Lie Detector Classification (LIAR dataset)




In [1]:
import warnings
from pathlib import Path

import joblib
import numpy as np
import pandas as pd
from sklearn.feature_extraction.text import TfidfVectorizer
from sklearn.linear_model import LogisticRegression
from sklearn.svm import LinearSVC
from sklearn.naive_bayes import ComplementNB
from sklearn.neighbors import KNeighborsClassifier
from sklearn.tree import DecisionTreeClassifier
from sklearn.ensemble import RandomForestClassifier, GradientBoostingClassifier
from sklearn.pipeline import Pipeline
from sklearn.model_selection import GridSearchCV, StratifiedKFold
from sklearn.metrics import (
    accuracy_score,
    precision_score,
    recall_score,
    f1_score,
    roc_auc_score,
    classification_report,
)

warnings.filterwarnings("ignore", category=UserWarning)
RANDOM_STATE = 42
DATA_DIR = Path("data")


In [2]:
# 1. Load the pre-split TSV files
train_path = DATA_DIR / "train.tsv"
valid_path = DATA_DIR / "valid.tsv"
test_path = DATA_DIR / "test.tsv"

# LIAR dataset official columns (files have no header row)
liar_cols = [
    "id",
    "label",
    "statement",
    "subject",
    "speaker",
    "job_title",
    "state_info",
    "party_affiliation",
    "barely_true_counts",
    "false_counts",
    "half_true_counts",
    "mostly_true_counts",
    "pants_on_fire_counts",
    "context",
]

train_df = pd.read_csv(train_path, sep="\t", header=None, names=liar_cols)
valid_df = pd.read_csv(valid_path, sep="\t", header=None, names=liar_cols)
test_df = pd.read_csv(test_path, sep="\t", header=None, names=liar_cols)

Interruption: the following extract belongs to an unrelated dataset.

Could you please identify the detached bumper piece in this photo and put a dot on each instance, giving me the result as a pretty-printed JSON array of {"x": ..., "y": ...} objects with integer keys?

print("Loaded shapes and columns:")
for name, df in [("train", train_df), ("valid", valid_df), ("test", test_df)]:
    print(name, df.shape, list(df.columns))

train_df.head()


Loaded shapes and columns:
train (10240, 14) ['id', 'label', 'statement', 'subject', 'speaker', 'job_title', 'state_info', 'party_affiliation', 'barely_true_counts', 'false_counts', 'half_true_counts', 'mostly_true_counts', 'pants_on_fire_counts', 'context']
valid (1284, 14) ['id', 'label', 'statement', 'subject', 'speaker', 'job_title', 'state_info', 'party_affiliation', 'barely_true_counts', 'false_counts', 'half_true_counts', 'mostly_true_counts', 'pants_on_fire_counts', 'context']
test (1267, 14) ['id', 'label', 'statement', 'subject', 'speaker', 'job_title', 'state_info', 'party_affiliation', 'barely_true_counts', 'false_counts', 'half_true_counts', 'mostly_true_counts', 'pants_on_fire_counts', 'context']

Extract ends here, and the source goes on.